In general, it is much easier to keep edge machine software up-to-date than it is to keep IoT software up-to-date. It is also easy to completely change the purpose of an edge computer on the fly, or to spontaneously add new applications to an existing edge computer in the field.
Edge data processing
Specifically, what data processing is done on edge computers? Let’s take a look at some specific examples.
Visual inferencing. Edge computers are often fitted with high resolution cameras. They can consume streams of video from these cameras and perform machine inferencing on this data, right there on the edge machine. That inferencing can simply detect the people within the view, but it may also perform more complex inferencing. Also, some edge applications can detect whether someone is wearing a properly fitted mask, or whether they have an elevated body temperature, or whether they are maintaining a sufficient distance between them. Visual inferencing has also been used on edge computers to precisely detect the positions of particular ships in ports, to monitor for safety violations in factories, to detect anomalies on production lines, and much more.

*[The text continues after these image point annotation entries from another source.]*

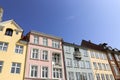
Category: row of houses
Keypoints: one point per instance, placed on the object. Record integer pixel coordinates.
(40, 56)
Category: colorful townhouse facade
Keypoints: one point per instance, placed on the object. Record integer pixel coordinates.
(114, 59)
(77, 62)
(99, 61)
(40, 56)
(12, 51)
(44, 57)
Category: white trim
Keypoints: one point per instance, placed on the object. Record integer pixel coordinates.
(30, 71)
(41, 72)
(12, 21)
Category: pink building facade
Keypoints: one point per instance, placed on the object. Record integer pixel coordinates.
(44, 57)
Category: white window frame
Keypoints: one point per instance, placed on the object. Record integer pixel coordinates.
(55, 44)
(100, 66)
(35, 53)
(3, 46)
(87, 64)
(78, 77)
(85, 53)
(69, 62)
(36, 39)
(107, 77)
(98, 76)
(84, 75)
(58, 58)
(1, 66)
(44, 70)
(102, 76)
(82, 64)
(45, 41)
(111, 77)
(45, 55)
(15, 67)
(19, 49)
(33, 71)
(95, 65)
(71, 76)
(58, 73)
(76, 64)
(90, 75)
(92, 54)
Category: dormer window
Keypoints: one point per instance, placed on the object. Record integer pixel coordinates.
(9, 32)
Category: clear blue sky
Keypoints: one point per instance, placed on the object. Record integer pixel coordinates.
(74, 20)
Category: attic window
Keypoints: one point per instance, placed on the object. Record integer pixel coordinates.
(9, 32)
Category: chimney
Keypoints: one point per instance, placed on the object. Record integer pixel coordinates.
(1, 14)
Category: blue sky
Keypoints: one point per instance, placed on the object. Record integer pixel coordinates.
(73, 20)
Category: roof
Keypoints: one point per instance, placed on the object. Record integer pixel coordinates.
(45, 35)
(90, 45)
(13, 22)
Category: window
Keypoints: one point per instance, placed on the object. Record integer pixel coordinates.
(87, 64)
(76, 63)
(45, 55)
(99, 65)
(104, 56)
(110, 56)
(45, 41)
(9, 32)
(90, 75)
(97, 55)
(35, 54)
(78, 76)
(85, 53)
(69, 62)
(116, 69)
(57, 73)
(108, 67)
(82, 64)
(15, 67)
(107, 77)
(70, 75)
(97, 77)
(44, 72)
(102, 77)
(36, 40)
(117, 57)
(101, 55)
(33, 71)
(56, 58)
(84, 76)
(95, 65)
(3, 46)
(67, 49)
(103, 66)
(92, 54)
(19, 49)
(55, 44)
(111, 77)
(1, 65)
(1, 28)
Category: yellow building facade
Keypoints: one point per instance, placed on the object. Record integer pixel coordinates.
(100, 65)
(12, 51)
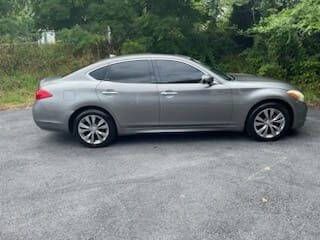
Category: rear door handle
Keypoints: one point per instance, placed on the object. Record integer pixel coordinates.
(169, 93)
(109, 92)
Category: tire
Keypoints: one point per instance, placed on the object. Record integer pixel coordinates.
(95, 129)
(269, 122)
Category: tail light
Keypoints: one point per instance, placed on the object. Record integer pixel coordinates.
(42, 94)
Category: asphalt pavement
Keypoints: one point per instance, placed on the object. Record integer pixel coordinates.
(161, 186)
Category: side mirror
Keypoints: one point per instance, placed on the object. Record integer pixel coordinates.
(206, 79)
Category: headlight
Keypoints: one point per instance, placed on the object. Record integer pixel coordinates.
(296, 95)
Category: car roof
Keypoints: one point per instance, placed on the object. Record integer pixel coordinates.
(142, 56)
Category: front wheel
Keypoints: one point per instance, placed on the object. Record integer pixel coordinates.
(268, 122)
(94, 129)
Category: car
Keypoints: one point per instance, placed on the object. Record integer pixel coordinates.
(153, 93)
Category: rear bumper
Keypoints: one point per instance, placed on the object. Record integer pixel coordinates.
(47, 118)
(50, 126)
(300, 115)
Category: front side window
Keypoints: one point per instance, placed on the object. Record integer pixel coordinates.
(130, 72)
(177, 72)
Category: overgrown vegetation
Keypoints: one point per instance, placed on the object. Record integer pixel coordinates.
(275, 38)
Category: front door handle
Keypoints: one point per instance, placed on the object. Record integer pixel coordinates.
(169, 93)
(109, 92)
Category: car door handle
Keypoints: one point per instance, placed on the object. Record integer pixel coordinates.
(169, 93)
(109, 92)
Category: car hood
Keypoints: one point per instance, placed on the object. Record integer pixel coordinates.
(262, 81)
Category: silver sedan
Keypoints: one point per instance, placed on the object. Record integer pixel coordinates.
(163, 93)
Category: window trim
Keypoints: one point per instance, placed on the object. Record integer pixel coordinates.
(158, 74)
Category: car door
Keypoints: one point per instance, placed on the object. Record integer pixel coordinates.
(131, 94)
(185, 101)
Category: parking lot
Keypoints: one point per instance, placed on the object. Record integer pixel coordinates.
(162, 186)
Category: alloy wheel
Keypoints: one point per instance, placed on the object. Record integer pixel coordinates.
(269, 123)
(93, 129)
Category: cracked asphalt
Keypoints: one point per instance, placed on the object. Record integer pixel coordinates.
(162, 186)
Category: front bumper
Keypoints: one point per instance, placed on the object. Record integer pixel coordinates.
(300, 114)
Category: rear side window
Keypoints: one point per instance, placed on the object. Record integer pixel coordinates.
(130, 72)
(99, 74)
(177, 72)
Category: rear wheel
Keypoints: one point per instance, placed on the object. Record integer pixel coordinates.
(94, 129)
(269, 122)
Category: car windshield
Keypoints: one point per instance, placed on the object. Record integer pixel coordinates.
(223, 75)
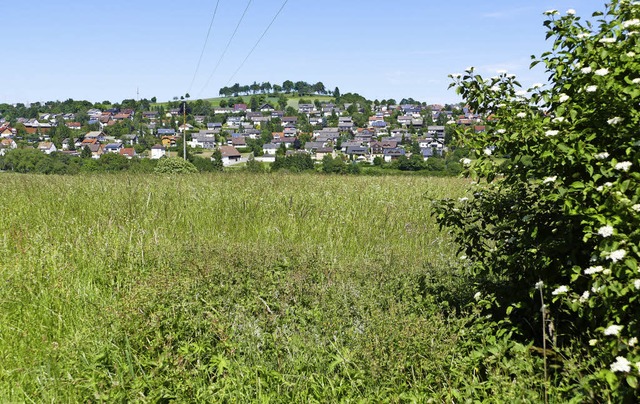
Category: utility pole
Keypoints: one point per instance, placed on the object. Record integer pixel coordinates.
(184, 131)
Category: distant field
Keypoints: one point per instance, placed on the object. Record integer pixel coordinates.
(227, 287)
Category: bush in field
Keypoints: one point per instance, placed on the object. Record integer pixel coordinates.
(175, 165)
(563, 212)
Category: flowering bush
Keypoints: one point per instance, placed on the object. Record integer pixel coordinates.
(562, 205)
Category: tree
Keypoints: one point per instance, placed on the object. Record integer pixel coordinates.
(552, 234)
(287, 86)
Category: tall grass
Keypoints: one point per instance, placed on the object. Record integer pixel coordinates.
(227, 287)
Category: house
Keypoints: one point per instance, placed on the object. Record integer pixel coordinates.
(165, 132)
(97, 135)
(393, 154)
(158, 151)
(270, 149)
(113, 148)
(229, 155)
(7, 144)
(130, 139)
(128, 152)
(47, 147)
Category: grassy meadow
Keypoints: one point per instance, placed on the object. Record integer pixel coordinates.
(236, 287)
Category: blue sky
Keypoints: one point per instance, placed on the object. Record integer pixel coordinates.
(380, 49)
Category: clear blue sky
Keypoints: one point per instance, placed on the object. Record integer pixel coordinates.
(380, 49)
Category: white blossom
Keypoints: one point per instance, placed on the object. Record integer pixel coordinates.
(605, 231)
(560, 290)
(621, 365)
(593, 270)
(623, 166)
(630, 23)
(616, 255)
(613, 330)
(585, 296)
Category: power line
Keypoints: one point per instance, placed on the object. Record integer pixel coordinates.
(215, 11)
(258, 42)
(226, 47)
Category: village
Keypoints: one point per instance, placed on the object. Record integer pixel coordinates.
(391, 132)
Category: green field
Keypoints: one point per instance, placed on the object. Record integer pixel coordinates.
(237, 287)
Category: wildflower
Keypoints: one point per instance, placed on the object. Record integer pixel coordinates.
(584, 296)
(593, 270)
(616, 255)
(623, 166)
(605, 231)
(560, 290)
(621, 365)
(613, 330)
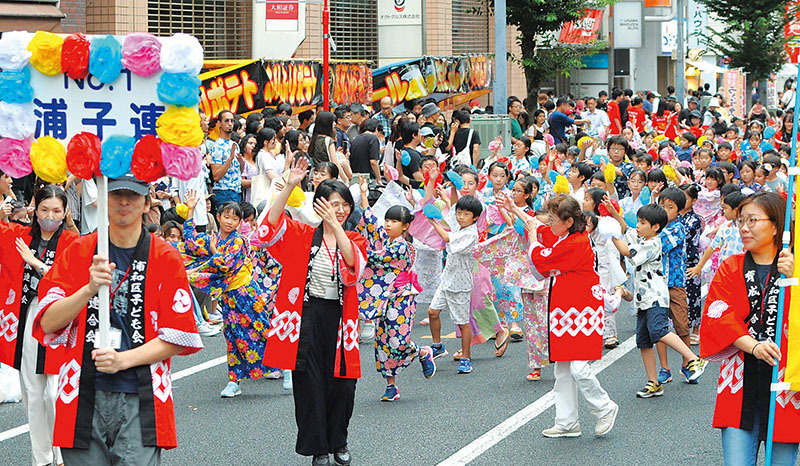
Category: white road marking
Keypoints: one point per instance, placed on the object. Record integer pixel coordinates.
(24, 429)
(491, 438)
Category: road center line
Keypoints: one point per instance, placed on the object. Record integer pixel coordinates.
(491, 438)
(24, 429)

Anomaly detection. Edge computers play a large role in many industrial plants and factories. They can see and hear things that human senses are unable to detect. They can infer many types of problems as well as (or sometimes even better than) the most skilled human operators. For example, edge computers can precisely monitor the power consumption of electric motors and take immediate action without human intervention. Edge computers can also listen for anomalous sounds from complex equipment, and alert human operators when things appear to be awry.

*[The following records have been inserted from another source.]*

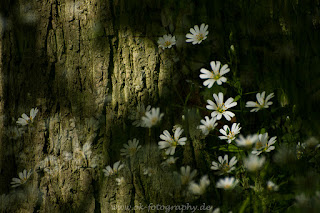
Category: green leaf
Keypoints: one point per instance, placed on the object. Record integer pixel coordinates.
(237, 98)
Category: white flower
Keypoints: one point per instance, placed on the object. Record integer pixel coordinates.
(131, 148)
(261, 102)
(152, 118)
(186, 175)
(253, 162)
(14, 132)
(108, 171)
(67, 156)
(170, 161)
(219, 108)
(170, 143)
(271, 186)
(136, 115)
(228, 134)
(23, 178)
(87, 150)
(167, 41)
(120, 181)
(25, 120)
(263, 145)
(215, 75)
(228, 183)
(223, 165)
(199, 189)
(248, 141)
(197, 35)
(207, 125)
(300, 149)
(149, 171)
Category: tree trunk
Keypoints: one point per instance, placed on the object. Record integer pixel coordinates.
(87, 64)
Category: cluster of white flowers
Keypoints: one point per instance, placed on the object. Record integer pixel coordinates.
(224, 166)
(108, 171)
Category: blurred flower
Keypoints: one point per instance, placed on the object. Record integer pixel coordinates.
(263, 145)
(261, 102)
(228, 183)
(167, 41)
(207, 125)
(223, 165)
(152, 118)
(311, 143)
(215, 75)
(228, 134)
(300, 149)
(186, 175)
(25, 120)
(23, 178)
(271, 186)
(148, 171)
(197, 35)
(136, 115)
(219, 108)
(248, 141)
(170, 143)
(253, 162)
(108, 171)
(170, 161)
(131, 148)
(199, 189)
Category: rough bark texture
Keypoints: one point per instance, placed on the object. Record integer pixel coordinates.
(87, 64)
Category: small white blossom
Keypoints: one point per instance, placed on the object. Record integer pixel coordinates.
(136, 115)
(186, 176)
(224, 166)
(197, 35)
(167, 41)
(253, 162)
(263, 145)
(25, 120)
(171, 142)
(271, 186)
(14, 132)
(207, 125)
(261, 102)
(228, 183)
(230, 134)
(23, 178)
(220, 108)
(199, 189)
(248, 141)
(152, 118)
(216, 75)
(131, 148)
(108, 171)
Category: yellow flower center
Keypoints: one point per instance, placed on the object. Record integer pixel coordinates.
(167, 43)
(216, 77)
(154, 121)
(200, 37)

Environment monitoring. Edge computers can monitor for hazardous conditions like particulate pollution, or poisonous gases, and also rapidly act (within milliseconds) to correct or mitigate while also notifying appropriate authorities.
Multi-access Edge Compute (MEC). Computers in telco MEC facilities can provide the services that used to be provided in large corporate data centers or public clouds – but with much lower latencies, since they are physically much closer to customers. Since the edge computers in these MECs are the same kinds of server class machines found in large data centers, they really do enable any data center workloads to run on them.
Other common examples include worker safety in the field, applications in remote mines, automotive applications, road and rail monitoring, and realtime traffic monitoring.
IoT devices are essentially simple sensors and actuators that are Internet-accessible. They do very little local processing. They send data to larger computers in a remote data center, and they receive commands from those remote computers. They are generally incapable of making intelligent decisions or taking autonomous actions. They simply do what they are told to do, and this makes their centralized control systems an attractive target for hackers.
Small computer hardware has evolved since the IoT era. Edge computers of ever-increasing computational power will continue to migrate ever closer to their data sources.
Edge software will also continue to evolve. Applications that previously had to be run in centralized data centers will migrate closer to the edge, often using Linux technology. This migration will enable more data to be examined and faster responses to occur. Decision making will move closer to the places where the actions must occur. Technologies from cloud native computing, like Linux containers, will also migrate out to these powerful edge computers. Ultimately, new applications and new business models will arise from the opportunities presented by edge computing.